According to Reuters, the contract will be for 162,500 cellphones at first, but could grow to as large as eight million over time. With a potential customer base that large, RIM was eager to note on Thursday that it was working very closely with the U.S. government to meet their needs.
RIM's is touting Mobile Fusion as a cross-platform system that can incorporate non-BlackBerry devices to work across a network as big as that.
"As the benefits of enterprise mobility are extended to more and more employees within government agencies, we are pleased to be able to support a growing number of mobile devices across multiple platforms with BlackBerry Mobile Fusion," RIM's vice-president of enterprise solutions Paul Lucier said.
BlackBerry 10 launching soon
The feature is one of many set to be unveiled in the next generation of BlackBerry 10 devices, which are currently scheduled to be released in the first three months of 2013.
Currently, BlackBerry is one of the few cellular devices to have been granted FIPS approval by the U.S. government. Standing for Federal Information Processing Standard, FIPS is what ensures all U.S. government-owned technology devices meet the government's rigid security requirements.
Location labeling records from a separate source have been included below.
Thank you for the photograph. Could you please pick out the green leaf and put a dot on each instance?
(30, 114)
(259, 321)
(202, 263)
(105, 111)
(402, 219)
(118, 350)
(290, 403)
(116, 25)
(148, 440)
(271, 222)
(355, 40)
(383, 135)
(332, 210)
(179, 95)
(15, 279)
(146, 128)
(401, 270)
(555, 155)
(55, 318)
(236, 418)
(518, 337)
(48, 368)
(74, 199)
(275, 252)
Indeed, the ubiquitous BlackBerry became something of a political issue early in the term of current U.S. President Barack Obama in 2009 because it was deemed to be the only wireless device deemed secure enough to handle sensitive communications from the most powerful man in the world.
If that dominance in government is in jeopardy, it could come as a blow for a company losing market share in the competitive smartphone space. Behind the legal and financial industries where it remains dominant, government contracts remain one of RIM's largest customer bases.